Potenzialità che sono ben presenti anche in un progetto come Bologna metalmeccanic@. Percorsi di public history tra politica, fabbrica e territorio dal 1968 a oggi, co-promosso da Clionet insieme a Istituzione Bologna Musei, al Dipartimento di Storia Culture Civiltà dell’Università di Bologna e a FIOM CGIL Bologna, che è stato recentemente presentato nel corso di una conferenza stampa tenutasi al Museo del Patrimonio industriale di Bologna (http://clionet.it/progetto-bologna-metalmeccanica). Intrecciando le acquisizioni della ricerca storica, le strategie comunicative della Public History e le raccomandazioni metodologiche della didattica della storia, il corso tematizzerà le trasformazioni che hanno caratterizzato in età contemporanea i luoghi della produzione e del lavoro tra deindustrializzazione e rigenerazione urbana. I luoghi della produzione e del lavoro, intesi come patrimonio culturale, offrono l’opportunità di aprire la scuola al suo contesto, coniugando lo spazio del territorio con il tempo che l’ha modellato e rendendo possibili percorsi multidisciplinari a partire dall’interconnessione e dal reciproco sostegno tra storia e geografia.

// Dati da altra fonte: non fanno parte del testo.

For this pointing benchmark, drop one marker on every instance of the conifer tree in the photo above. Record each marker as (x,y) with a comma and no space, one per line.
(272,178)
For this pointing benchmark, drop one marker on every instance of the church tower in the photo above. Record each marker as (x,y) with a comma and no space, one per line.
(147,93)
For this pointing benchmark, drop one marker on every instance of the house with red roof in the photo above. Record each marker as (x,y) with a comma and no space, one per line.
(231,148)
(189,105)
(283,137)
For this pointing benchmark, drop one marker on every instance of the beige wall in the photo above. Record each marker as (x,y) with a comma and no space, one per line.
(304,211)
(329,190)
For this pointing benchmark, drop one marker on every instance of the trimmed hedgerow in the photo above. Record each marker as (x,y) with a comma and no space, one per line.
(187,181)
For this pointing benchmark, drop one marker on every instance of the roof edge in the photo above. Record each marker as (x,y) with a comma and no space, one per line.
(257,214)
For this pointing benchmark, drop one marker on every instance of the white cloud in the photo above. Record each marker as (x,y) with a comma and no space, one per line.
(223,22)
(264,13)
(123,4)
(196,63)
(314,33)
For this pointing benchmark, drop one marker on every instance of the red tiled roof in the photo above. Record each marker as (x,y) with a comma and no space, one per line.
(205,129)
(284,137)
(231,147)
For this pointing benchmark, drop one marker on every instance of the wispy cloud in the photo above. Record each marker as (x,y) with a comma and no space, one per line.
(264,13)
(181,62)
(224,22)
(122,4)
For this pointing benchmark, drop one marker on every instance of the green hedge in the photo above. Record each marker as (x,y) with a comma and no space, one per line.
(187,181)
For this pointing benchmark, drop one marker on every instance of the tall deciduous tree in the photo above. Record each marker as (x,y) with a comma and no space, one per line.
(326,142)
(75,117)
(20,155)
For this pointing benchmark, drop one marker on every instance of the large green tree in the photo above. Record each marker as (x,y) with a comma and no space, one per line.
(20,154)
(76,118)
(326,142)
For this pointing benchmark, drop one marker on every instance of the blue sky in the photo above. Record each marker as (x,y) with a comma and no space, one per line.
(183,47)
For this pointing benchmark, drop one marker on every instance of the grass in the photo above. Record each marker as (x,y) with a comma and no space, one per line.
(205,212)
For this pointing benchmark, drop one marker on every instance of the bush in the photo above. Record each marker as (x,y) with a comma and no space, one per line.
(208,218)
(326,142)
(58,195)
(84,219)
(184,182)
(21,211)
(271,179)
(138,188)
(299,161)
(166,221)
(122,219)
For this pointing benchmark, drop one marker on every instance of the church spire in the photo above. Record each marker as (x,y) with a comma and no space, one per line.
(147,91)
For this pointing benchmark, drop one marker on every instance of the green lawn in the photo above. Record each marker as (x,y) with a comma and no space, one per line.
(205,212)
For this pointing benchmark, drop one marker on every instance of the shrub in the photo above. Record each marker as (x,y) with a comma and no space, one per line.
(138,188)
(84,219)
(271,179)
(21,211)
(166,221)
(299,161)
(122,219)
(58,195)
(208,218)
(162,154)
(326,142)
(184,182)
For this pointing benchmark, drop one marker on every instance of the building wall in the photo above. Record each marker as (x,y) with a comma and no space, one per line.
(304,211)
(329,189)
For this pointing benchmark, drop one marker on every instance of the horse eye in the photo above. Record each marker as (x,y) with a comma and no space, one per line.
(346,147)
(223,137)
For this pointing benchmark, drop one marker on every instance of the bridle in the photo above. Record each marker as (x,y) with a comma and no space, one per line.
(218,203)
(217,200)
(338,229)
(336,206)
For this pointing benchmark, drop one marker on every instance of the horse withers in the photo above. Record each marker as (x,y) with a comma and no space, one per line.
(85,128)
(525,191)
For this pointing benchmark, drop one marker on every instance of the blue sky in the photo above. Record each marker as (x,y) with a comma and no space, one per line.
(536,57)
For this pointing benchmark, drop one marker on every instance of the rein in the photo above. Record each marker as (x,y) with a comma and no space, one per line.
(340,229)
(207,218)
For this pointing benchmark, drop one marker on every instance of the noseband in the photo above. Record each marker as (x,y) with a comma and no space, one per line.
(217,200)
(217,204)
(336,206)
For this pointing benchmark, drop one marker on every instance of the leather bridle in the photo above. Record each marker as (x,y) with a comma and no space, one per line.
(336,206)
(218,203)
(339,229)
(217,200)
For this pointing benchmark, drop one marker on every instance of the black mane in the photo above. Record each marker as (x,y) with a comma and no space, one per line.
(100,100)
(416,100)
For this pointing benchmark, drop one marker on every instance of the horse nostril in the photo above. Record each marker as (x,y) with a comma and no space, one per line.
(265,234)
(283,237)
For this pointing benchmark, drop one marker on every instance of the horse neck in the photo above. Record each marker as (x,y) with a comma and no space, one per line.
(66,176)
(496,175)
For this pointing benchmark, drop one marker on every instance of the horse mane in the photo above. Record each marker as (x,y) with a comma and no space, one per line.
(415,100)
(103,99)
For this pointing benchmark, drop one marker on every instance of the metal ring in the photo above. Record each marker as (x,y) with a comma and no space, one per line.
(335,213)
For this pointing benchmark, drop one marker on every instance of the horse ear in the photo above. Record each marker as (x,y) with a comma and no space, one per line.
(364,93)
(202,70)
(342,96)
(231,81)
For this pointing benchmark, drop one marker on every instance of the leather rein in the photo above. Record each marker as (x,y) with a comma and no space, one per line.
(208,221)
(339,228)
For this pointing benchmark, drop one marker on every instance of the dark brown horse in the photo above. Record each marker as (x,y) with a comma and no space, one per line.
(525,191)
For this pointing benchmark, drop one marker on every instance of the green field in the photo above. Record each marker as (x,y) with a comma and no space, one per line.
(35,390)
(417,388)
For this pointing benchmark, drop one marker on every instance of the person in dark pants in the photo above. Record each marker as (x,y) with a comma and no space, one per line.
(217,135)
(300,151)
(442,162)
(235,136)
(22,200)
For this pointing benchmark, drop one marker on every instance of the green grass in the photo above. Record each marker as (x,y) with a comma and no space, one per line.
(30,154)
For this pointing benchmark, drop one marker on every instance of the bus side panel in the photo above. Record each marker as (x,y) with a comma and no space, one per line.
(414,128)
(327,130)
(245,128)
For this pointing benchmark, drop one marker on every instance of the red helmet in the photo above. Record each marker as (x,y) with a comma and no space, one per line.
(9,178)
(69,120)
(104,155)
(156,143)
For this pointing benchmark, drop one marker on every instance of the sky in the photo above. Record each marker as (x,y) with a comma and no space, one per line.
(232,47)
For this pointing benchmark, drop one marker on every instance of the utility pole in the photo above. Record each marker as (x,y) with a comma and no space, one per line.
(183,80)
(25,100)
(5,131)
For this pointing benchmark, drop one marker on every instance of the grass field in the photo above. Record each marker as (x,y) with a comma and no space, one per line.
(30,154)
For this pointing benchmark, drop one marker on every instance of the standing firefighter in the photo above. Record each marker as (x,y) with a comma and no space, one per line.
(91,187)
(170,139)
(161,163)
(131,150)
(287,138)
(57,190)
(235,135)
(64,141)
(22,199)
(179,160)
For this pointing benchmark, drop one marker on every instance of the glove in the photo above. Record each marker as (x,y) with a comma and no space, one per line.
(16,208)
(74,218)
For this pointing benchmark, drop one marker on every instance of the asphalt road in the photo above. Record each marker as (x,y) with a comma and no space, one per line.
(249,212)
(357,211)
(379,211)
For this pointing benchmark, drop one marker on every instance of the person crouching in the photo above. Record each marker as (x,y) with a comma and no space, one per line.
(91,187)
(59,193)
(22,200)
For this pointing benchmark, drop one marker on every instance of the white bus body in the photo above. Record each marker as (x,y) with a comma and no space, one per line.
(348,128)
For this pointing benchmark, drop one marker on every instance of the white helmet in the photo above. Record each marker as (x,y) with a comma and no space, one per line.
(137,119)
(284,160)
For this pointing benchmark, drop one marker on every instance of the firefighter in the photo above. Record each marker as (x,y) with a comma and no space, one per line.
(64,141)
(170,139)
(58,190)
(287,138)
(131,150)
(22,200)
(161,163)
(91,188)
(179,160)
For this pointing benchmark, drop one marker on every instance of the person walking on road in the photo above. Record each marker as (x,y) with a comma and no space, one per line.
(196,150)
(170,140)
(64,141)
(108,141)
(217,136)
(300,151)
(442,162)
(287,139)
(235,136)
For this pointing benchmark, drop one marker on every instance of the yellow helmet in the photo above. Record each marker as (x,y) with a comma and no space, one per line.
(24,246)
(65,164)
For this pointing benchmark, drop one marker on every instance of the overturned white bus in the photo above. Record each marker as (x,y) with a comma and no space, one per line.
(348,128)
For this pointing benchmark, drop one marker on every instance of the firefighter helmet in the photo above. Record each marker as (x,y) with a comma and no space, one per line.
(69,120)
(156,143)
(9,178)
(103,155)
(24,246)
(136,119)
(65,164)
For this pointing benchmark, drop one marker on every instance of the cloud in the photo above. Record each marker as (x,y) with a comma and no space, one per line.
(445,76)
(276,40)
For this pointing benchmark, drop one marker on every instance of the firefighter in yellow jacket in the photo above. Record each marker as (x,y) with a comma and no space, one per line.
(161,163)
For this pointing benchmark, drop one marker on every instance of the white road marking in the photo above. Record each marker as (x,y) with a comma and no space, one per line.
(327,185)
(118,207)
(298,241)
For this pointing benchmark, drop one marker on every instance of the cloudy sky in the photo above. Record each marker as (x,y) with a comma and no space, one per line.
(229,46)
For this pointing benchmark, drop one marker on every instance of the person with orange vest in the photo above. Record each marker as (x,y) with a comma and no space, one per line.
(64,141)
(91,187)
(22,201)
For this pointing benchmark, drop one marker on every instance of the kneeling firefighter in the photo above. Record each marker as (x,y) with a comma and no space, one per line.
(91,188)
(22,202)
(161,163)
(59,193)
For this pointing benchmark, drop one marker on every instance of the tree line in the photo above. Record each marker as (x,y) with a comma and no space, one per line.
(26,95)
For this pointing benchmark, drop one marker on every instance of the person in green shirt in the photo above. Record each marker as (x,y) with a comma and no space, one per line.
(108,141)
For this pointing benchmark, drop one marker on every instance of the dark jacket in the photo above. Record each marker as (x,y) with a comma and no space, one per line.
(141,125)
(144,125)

In conclusione, conviene fare chiarezza su un punto, soprattutto per quanto riguarda un contesto come quello italiano, che è stato per lungo tempo caratterizzato (a partire dal secondo dopoguerra fino almeno all’inizio degli anni Novanta) da un rapporto molto stretto tra ricerca storica e dimensione politico-partitica. Faccio riferimento alla confusione che si fa, spesso, nel nostro paese fra “uso pubblico della storia” e Public History. Sono due cose diverse, anche se esistono possibili margini di sovrapposizione. Mentre l’uso pubblico della storia allude a un intervento politico nel presente condotto attraverso un uso selettivo della storia, la Public History è una modalità di racconto e di narrazione che si pone un obiettivo, in senso lato, di educazione civica e formazione culturale. Conoscere il proprio passato e rendere leggibile l’esperienza umana nel tempo è una delle condizioni indispensabili per formare dei cittadini consapevoli e indipendenti. Un obiettivo di formazione ed educazione alla cittadinanza che non si dovrebbe coltivare solo a scuola, ma che dovrebbe essere un’opportunità che si offre anche in altre fasi e in altri contesti della vita pubblica a livello locale, nazionale e sovranazionale.